Share

Bab 2. Pertunangan

last update Last Updated: 2024-11-07 13:29:00

Aku pulang dengan perasaan jengkel, mengingat aku dihukum karena ulah Adelio!

"Nggak akan lagi gue ketemu dia! Nggak akan pernah!" gerutuku memasuki rumah, namun ada kedua orang tuaku di depan pintu.

Kedua orang tuaku bernama Guntur Adipurna dan Cahaya Amerta. Aku menghampiri mereka terlihat wajah tegang.

"Kalian kenapa, kok keliatan ada sesuatu disembunyikan?" tanyaku memeluk Papa Guntur dari samping.

Papa Guntur mengelus rambutku lembut. "Nggak ada kok sayang, kenapa berpikir seperti itu?"

Aku menggeleng saja tanpa mau menjawab.

"Kebetulan Papa mau bilang sesuatu," ucap Papa Guntur menghela napas panjang.

Sementara aku melirik Mama Cahaya yang tidak berkata-kata tapi raut wajahnya sendu.

"Sebelumnya Papa minta maaf sama kamu, apakah kamu mau menikah dengan Adelio Andres?" ucap Papa Guntur, beda denganku langsung melepaskan pelukan Papaku.

Aku menganga tidak percaya kejadian ini. "Maksud Papa apa?"

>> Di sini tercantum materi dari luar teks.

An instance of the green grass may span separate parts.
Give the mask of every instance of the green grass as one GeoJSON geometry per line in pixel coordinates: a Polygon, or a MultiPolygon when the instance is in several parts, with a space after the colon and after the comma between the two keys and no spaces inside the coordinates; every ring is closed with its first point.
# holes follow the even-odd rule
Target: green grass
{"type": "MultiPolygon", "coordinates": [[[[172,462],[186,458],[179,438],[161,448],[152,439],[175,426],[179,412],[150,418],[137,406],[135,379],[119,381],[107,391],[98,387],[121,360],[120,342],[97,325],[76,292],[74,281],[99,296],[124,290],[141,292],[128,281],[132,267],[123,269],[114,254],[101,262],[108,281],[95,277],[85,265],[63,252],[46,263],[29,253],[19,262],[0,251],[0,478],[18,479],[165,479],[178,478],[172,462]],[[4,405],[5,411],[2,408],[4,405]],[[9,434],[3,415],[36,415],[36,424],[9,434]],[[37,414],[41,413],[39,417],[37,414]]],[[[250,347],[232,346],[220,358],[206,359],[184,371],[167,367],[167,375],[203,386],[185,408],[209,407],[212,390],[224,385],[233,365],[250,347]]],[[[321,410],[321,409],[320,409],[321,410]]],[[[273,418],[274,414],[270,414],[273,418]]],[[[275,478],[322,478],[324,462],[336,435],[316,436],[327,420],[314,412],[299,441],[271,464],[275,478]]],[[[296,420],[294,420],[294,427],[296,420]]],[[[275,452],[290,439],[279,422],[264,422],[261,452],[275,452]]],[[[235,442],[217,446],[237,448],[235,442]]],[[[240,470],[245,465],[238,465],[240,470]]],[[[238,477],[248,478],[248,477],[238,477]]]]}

"Perusahaan kita tertimpa masalah sayang, Papa minta bantuan dengan keluarga Andres tapi persyaratannya kamu harus menjadi menantu keluarga Andres," jawab Papa Guntur menjelaskan.

Mimpi apa aku malam tadi? Masa aku harus menikah di usiaku 17 tahun, aku juga masih kelas 2 SMA!

"Aku nggak mau nikah! Aku masih kecil Pa," rengekku cemberut dengan perasaan campur aduk.

Mama memelukku erat, berkata lembut. "Sayang, jika kamu nggak nerima pernikahan ini kita nggak tau nantinya masalah perusahaan kelar apa nggak."

"Ma, kenapa harus aku?" balasku memelas menahan tangis.

"Karena kamu yang mereka mau Ranesya," sahut Jean Adipurna, Kakakku turun dari tangga.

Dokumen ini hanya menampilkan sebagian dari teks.